Discovery and Prioritization of the External Attack Perimeter

During risk assessments, the use of Falcon Exposure Management allows for the discovery and mapping of Internet-exposed assets, correlating them with vulnerabilities, misconfigurations, and threat information. This approach provides a comprehensive view of the external attack perimeter. Consultants enumerate the organization's external footprint, prioritize exposures based on their exploitability and attacker behavior, and validate risk with practical analysis. The result is an evidence-based roadmap to reduce the risk of breaches starting from publicly exposed assets.

Recommendations for Managing Shadow AI

To address the problem of shadow AI, it is essential to form an cross-functional committee that aligns business needs with security requirements. Implementing solutions like Falcon AI Detection and Response (AIDR) and Falcon Exposure Management can help identify unauthorized AI adoption and inventory tools such as AI agents, IDE extensions, and MCP servers. It is important to publish clear rules and a list of approved models and interfaces, define who can develop and implement AI agents, and establish how their behavior is logged and terminated.
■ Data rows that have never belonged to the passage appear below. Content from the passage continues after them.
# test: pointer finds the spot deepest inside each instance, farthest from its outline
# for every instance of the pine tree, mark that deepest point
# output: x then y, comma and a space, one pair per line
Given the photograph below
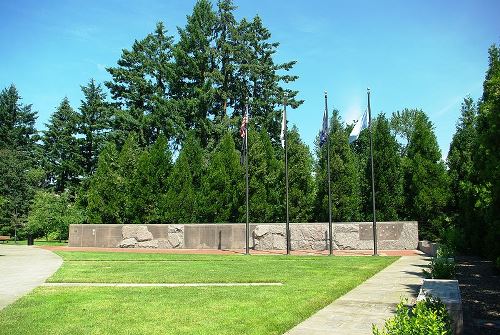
105, 197
141, 84
182, 201
93, 124
149, 183
425, 180
487, 158
266, 180
19, 154
463, 176
300, 179
388, 172
224, 184
345, 192
61, 148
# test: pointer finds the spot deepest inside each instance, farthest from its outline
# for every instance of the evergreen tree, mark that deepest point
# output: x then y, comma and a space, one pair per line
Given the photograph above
93, 124
345, 192
142, 83
61, 148
487, 158
17, 122
301, 189
266, 180
224, 184
18, 156
425, 180
182, 201
105, 197
195, 65
388, 172
149, 184
463, 176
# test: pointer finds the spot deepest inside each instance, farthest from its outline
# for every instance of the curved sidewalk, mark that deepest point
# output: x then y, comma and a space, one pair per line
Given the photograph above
23, 268
370, 303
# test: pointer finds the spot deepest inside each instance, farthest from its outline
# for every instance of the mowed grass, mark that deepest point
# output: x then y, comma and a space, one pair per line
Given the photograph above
310, 283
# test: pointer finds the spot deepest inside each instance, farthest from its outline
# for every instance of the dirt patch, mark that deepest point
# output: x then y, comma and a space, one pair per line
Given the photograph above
480, 290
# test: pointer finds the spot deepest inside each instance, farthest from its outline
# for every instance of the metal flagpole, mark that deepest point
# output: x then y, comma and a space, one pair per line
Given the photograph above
288, 246
330, 228
375, 253
247, 226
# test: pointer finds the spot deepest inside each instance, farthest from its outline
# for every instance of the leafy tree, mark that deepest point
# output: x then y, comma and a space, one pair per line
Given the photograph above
425, 180
61, 148
94, 124
224, 184
301, 189
487, 158
345, 192
463, 176
149, 183
182, 201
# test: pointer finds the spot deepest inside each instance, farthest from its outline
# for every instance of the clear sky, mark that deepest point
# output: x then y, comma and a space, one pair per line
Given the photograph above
412, 54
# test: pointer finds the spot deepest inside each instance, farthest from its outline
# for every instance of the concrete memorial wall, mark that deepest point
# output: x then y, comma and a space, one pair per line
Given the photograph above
398, 235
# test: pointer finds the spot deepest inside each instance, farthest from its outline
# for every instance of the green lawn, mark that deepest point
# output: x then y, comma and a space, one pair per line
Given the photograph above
310, 283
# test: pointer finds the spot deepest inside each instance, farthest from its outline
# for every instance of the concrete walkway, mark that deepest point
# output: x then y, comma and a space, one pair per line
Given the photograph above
370, 303
22, 269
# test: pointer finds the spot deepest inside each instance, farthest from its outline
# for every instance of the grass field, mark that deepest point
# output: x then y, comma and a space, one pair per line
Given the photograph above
310, 283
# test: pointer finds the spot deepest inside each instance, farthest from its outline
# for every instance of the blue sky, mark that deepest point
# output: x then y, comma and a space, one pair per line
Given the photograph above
412, 54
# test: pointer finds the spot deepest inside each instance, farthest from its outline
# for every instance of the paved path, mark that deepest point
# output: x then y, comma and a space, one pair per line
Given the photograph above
22, 269
370, 303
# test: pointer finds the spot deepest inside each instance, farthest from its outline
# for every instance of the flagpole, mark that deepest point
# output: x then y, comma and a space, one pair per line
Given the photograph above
247, 226
288, 244
375, 252
330, 228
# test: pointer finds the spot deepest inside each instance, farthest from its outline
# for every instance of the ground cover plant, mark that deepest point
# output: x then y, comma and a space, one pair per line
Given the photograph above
310, 283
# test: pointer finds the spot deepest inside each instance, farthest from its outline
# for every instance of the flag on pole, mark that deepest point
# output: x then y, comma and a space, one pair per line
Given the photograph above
360, 125
243, 127
283, 127
323, 135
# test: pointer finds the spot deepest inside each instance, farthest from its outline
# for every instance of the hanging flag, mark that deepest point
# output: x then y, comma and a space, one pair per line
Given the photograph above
283, 127
323, 135
360, 125
243, 127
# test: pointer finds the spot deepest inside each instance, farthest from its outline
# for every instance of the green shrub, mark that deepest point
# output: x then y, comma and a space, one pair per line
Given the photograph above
427, 317
441, 268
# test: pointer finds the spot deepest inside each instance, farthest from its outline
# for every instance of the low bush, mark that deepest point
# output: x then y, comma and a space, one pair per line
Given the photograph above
426, 317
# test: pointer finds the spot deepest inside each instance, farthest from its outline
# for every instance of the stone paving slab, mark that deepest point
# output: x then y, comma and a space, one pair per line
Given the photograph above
22, 269
158, 284
370, 303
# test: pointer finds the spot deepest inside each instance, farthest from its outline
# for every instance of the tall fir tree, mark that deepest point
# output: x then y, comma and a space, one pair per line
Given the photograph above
223, 186
105, 197
301, 181
266, 180
487, 157
425, 180
19, 155
149, 183
181, 203
94, 123
388, 173
463, 176
141, 84
61, 148
345, 187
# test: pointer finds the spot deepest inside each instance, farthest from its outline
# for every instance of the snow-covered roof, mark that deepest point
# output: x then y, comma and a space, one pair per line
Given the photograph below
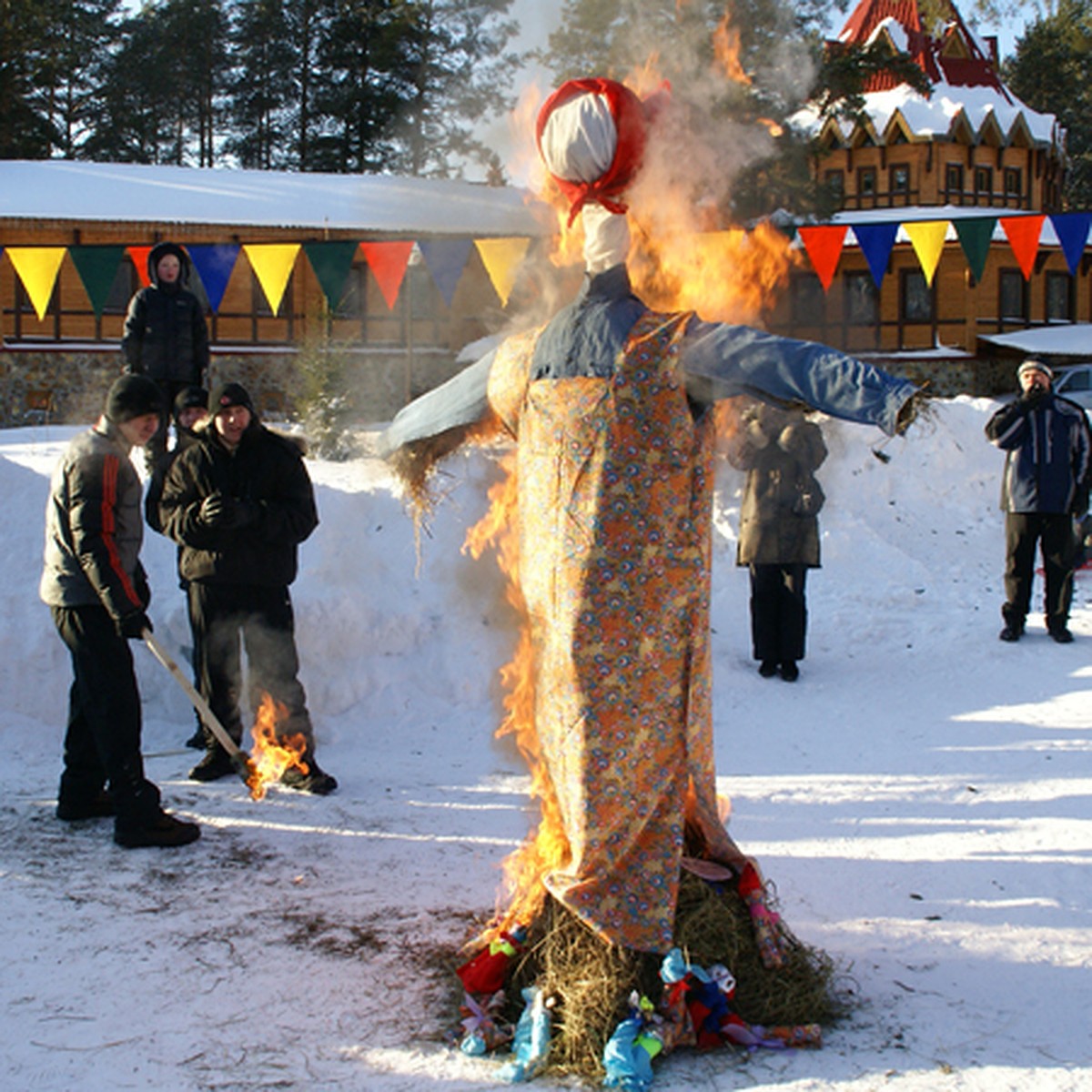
966, 86
60, 189
1069, 339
Training staff on the risks of data exposure and compliance of unauthorized AI tools is equally crucial.

Inconsistencies in Security Controls

A recurring problem is the inconsistency of security controls between on-premise and cloud environments, or between different business units. This lack of uniformity creates gaps that attackers can exploit to gain initial access. Technical risk assessments often reveal that even within the same organization, different divisions apply different security standards, creating weak points that can be easily exploited.